2. Horizontal Shift:
The function [tex]\( y = (x-2)^3 \)[/tex] shifts the standard cubic graph [tex]\( y = x^3 \)[/tex] to the right by 2 units. Therefore, the inflection point (previously at the origin) moves to the point [tex]\((2, 0)\)[/tex].
3. Vertical Reflection:
The negative sign in front of the cubic function, making it [tex]\( y = -(x-2)^3 \)[/tex], reflects the graph across the x-axis. Essentially, this flips the "S" shape upside down. Now, instead of rising from left to right, it falls from left to right.
4. Vertical Shift:
The term [tex]\(-5\)[/tex] at the end of the function, [tex]\( y = -(x-2)^3 - 5 \)[/tex], vertically shifts the entire graph downwards by 5 units.
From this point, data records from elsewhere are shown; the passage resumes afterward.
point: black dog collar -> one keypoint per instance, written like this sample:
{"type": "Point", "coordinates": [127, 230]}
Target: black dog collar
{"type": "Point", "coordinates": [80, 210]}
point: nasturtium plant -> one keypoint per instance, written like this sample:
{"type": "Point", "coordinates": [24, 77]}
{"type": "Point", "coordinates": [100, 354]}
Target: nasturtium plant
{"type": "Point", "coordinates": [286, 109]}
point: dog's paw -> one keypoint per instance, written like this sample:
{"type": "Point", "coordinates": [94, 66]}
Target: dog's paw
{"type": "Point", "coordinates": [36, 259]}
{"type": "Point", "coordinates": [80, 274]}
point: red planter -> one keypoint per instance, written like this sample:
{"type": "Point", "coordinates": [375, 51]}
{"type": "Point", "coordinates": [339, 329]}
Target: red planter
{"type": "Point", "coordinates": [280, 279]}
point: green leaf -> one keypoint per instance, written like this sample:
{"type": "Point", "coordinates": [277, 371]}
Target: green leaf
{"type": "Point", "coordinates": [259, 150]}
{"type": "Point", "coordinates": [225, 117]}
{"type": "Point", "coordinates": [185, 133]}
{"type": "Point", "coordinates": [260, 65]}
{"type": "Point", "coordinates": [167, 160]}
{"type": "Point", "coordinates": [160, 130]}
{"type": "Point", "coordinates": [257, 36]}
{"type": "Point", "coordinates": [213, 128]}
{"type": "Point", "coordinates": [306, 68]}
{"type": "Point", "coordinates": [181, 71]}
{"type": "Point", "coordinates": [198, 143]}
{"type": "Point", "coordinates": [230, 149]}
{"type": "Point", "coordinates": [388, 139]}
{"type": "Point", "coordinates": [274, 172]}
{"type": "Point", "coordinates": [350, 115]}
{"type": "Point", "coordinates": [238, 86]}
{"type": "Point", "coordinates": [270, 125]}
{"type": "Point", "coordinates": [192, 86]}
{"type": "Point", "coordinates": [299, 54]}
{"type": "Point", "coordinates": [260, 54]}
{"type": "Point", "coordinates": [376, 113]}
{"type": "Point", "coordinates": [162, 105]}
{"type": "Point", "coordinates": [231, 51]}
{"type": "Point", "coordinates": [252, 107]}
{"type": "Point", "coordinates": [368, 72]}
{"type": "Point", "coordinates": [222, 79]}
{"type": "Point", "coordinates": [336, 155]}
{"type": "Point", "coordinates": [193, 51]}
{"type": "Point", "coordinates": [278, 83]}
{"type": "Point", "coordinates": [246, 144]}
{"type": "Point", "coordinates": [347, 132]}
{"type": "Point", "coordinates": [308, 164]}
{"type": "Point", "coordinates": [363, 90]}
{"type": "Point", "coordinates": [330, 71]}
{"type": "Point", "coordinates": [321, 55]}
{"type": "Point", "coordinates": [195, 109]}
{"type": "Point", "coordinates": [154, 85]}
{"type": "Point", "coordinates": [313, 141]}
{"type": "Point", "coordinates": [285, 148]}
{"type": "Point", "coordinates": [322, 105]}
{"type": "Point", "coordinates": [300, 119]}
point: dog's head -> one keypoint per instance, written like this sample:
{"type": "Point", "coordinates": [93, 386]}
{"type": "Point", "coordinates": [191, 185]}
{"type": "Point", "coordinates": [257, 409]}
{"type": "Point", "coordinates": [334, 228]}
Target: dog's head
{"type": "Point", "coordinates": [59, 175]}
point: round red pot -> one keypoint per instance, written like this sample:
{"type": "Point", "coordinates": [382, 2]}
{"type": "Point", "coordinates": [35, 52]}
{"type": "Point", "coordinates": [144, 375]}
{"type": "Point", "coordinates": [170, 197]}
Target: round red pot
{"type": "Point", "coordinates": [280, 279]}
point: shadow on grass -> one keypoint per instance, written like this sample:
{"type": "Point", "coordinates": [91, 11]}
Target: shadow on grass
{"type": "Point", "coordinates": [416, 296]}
So the inflection point, which was at [tex]\((2, 0)\)[/tex], moves to the new point [tex]\((2, -5)\)[/tex].
Let's summarize key points to plot the graph:
- The basic shape is a cubic function.
- There is a horizontal shift 2 units to the right.
- There's an upside-down reflection due to the negative sign.
- The graph is shifted downward by 5 units.
### Characteristics of the Graph
- Inflection Point: Located at [tex]\( (2, -5) \)[/tex].
- End Behavior: As [tex]\( x \to \infty \)[/tex], [tex]\( y \to -\infty \)[/tex]; and as [tex]\( x \to -\infty \)[/tex], [tex]\( y \to \infty \)[/tex].
- General Shape: It will appear as an inverted "S" shape, passing through the inflection point at [tex]\( (2, -5) \)[/tex].
### Plotting Points:
- Start from the inflection point [tex]\((2, -5)\)[/tex].
- As [tex]\( x \)[/tex] increases past 2, [tex]\( y \)[/tex] decreases sharply downward.
- As [tex]\( x \)[/tex] decreases past 2, [tex]\( y \)[/tex] increases sharply upward.
Given this analysis, the graph should look like an upside-down stretched-out "S" that crosses the line [tex]\( y = -5 \)[/tex] when [tex]\( x = 2 \)[/tex].
Here is a rough sketch:
[tex]\[ \begin{array}{c} \ \ \ \ \ \ | \\ \ \ \ \ \ \ | \\ \ \ \ \ \ \ | \\ \ \ \ \ \ \ | \quad *\ \ \ \ \ \__ \dots \dots \dots \displaystyle{\near{-5}{}} \\ \ \ \ \ \ \ \ \ \ \ * \ | \ \ \ \ \ \ \ \ \ \ \ \ \ \ \ | \ \ \ \ \ \ \ \ \ \ \ \ \ \ \ \ \ \ | \ *\ \ \ \ \ \ \ \ \ \ \ \ \ \ | \ (-) \ \ (-) \ \ (-) \ \ \ \ (-8)\ (6) (10)\\ \end{array} \][/tex]
In this sketch, notice that the graph is a smooth curve passing through the [tex]\( y \)[/tex]-axis, with the key shifting and flipping properties described.